Perhaps these adults arrived from Dupee Valley or even as far as Red Prairie, where the oaks looked blasted last summer, carried on the wind of fall storms? They seem to be weak flyers so it’s hard to imagine them making the trip under their own steam.
It will be interesting to see whether our oaks get the same treatment next year, having escaped till now. See previous post for a good control method: our beloved brown creepers.
It’s oyster mushroom season here in the Pacific NW. This is the domestic variety on our Oregon white oak logs. Soon it will be time to cut and inoculate a new batch. I think the next one will be combo logs of both shiitake and oyster. Should it be warm or cold weather shiitakes? Vote early and often using the contact form!
Great birding this spring and early summer here in Gopher Valley.
Since I finished Birding by Ear with Lisa and Don through the Corvallis Environmental Center, I have been obsessed with all the bird conversation going on. I took the class so I could learn to listen in on who is here, and I was not disappointed! I have been making some recordings (to come in future posts) and have identified many formerly unknown songs.
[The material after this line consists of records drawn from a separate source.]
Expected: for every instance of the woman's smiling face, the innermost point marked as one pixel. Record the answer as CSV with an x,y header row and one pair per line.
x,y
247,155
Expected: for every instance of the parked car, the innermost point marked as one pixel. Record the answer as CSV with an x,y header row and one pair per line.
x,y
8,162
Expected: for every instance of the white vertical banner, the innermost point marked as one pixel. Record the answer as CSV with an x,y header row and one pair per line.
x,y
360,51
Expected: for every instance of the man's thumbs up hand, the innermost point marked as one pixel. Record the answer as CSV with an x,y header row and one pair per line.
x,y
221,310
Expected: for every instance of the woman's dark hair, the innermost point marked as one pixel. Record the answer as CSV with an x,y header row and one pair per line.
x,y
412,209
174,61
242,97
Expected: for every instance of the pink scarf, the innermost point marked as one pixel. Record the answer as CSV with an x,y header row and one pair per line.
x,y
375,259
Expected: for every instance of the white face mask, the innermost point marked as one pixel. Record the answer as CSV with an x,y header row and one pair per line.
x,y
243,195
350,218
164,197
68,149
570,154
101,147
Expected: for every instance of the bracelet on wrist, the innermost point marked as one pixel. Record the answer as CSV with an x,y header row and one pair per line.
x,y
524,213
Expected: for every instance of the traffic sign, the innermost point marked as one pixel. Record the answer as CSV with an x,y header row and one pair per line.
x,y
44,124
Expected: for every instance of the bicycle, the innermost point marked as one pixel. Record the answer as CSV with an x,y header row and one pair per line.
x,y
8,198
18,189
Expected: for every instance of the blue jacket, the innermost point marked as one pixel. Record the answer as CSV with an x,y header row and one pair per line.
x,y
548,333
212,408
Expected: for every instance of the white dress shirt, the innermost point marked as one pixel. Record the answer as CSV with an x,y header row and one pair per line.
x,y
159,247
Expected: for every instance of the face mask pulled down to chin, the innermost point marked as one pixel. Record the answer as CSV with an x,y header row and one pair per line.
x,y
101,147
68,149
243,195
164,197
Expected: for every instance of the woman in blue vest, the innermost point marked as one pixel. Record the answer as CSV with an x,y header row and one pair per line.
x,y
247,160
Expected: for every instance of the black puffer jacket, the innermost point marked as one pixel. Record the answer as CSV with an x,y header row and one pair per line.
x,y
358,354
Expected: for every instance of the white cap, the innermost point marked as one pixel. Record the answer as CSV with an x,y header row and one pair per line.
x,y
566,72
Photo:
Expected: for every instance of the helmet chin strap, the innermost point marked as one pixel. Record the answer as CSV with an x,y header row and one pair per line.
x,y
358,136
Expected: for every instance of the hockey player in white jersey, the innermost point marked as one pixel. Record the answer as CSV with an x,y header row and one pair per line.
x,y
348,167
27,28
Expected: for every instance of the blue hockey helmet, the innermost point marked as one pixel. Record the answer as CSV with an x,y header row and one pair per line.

I found out there are birds out there I’ve never seen, and may never be able to see – Pacific Slope Flycatcher for example. Tom finally pointed out the elusive Swainson’s Thrush yesterday, when we visited Miller Woods, but we can’t seem to see our own, despite the fact that they sing practically all day long.
One great thing about our newly cleared oak woodland, is there is space between the trees – through which birds fly, and when they land, we can see them. Thus I was able to photograph the exotic, tropical-looking Western Tanager today. I think they live behind our house, because I hear their crickety chirping call from the trees. There seem to be two adult males here in the photos, the less exuberantly colored one is a non-breeding male, I think. Perhaps one of the kids. All the bird babies are out trying their wings and hunting skills.
The day before I took on the Scotch broom (previous post) I indulged in a day of scouting for birds and plants. It is so much easier to see birds since the tree thinning! I finally got a picture of the white breasted nuthatch (there are at least 2) in its element, with a tasty morsel of some kind – nowhere near a feeder!